*Oleh SURYA DEWI AR, S.E (Kabid Organisasi PC IMM Mamuju)
OPINI, EDUNEWS.ID – Jika ada sesuatu yang layak disyukuri maka terlahir sebagai perempuan adalah salah satunya, bukan karena surga berada di telapak kakinya, bukan juga karena hidupnya akan ditopang dan dinafkahi oleh pasangannya, namun lebih dari pada itu.
Dalam sebuah kalam hikmah bahwa perempuan adalah tiang negara. Hal ini menegaskan betapa penting peran perempuan dalam kelangsungan ekosistem kehidupan.
Merefleksikan upaya yang telah dilakukan oleh RA Kartini yang sudah melepaskan perempuan dalam kungkungan budaya patriarki yang mengerikan, kini kemerdekaan pun juga menjadi hak untuk perempuan.
Mereka tidak lagi dibatasi pada ruang-ruang publik sehingga secara leluasa dapat mengembangkan diri dan kemampuan yang dimiliki. Dengan ini perempuan perlu menjaga dan merawat akal budi hingga menghasilkan buah pemikiran yang visioner, yang kemudian terejawantahkan dalam sebuah keputusan, tindakan, bahkan aksi sebagai bentuk manifestasi perjuangan RA. Kartini.
Hari Kartini tidak cukup dirayakan hanya dengan mengenakan kebaya, hari kartini perlu dirayakan dalam bentuk kebebasan berfikir seorang perempuan, tanpa dipengaruhi oleh budaya yang dibangun untuk melemahkan posisinya sebagai makhluk agung.
Lantas bagaimana kita melihat bentuk manifestasi perjuangan dari RA. Kartini?

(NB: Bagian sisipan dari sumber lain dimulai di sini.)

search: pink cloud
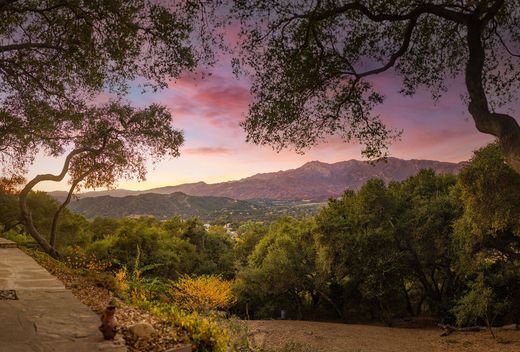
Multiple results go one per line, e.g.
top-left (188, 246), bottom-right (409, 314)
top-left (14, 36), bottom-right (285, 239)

Ruang publik telah menempatkan posisi perempuan sama seperti laki-laki, hal ini terbukti dengan keberadaan perempuan dalam kursi pemerintahan, bukan hanya sekedar mewakili suara perempuan atau pemenuhan kuota 30%, namun karena memiliki kemampuan dan kompetensi dalam pengendalian kebijakan.
Di Kabupaten Mamuju sendiri terlihat bagaimana perempuan terlibat dalam kontestasi politik hingga kursi strategis seperti Kepala Daerah, maupun Wakil Rakyat berhasil dimenangkan.
Berbagai komunitas sosial pun didominasi oleh kaum perempuan membuktikan bahwa kebijakan kini membuka kesempatan luas kepada semua kalangan termasuk perempuan.
Perempuan yang secara sadar mementingkan pendidikannya adalah salah satu bentuk manifestasi dari perjuangan RA. Kartini.
Berdasarkan data dari Badan Pusat Statistik pada Desember 2024 bahwa lulusan strata 1 di Indonesia didominasi oleh perempuan dengan persentase mencapai 14,08% sedang laki-laki 12,69%, fenomena ini disebut reversal of gender inequalities in higher education dimana perempuan dengan sadar bahwa dalam menjalankan peran domestiknya membutuhkan skill atau kemampuan.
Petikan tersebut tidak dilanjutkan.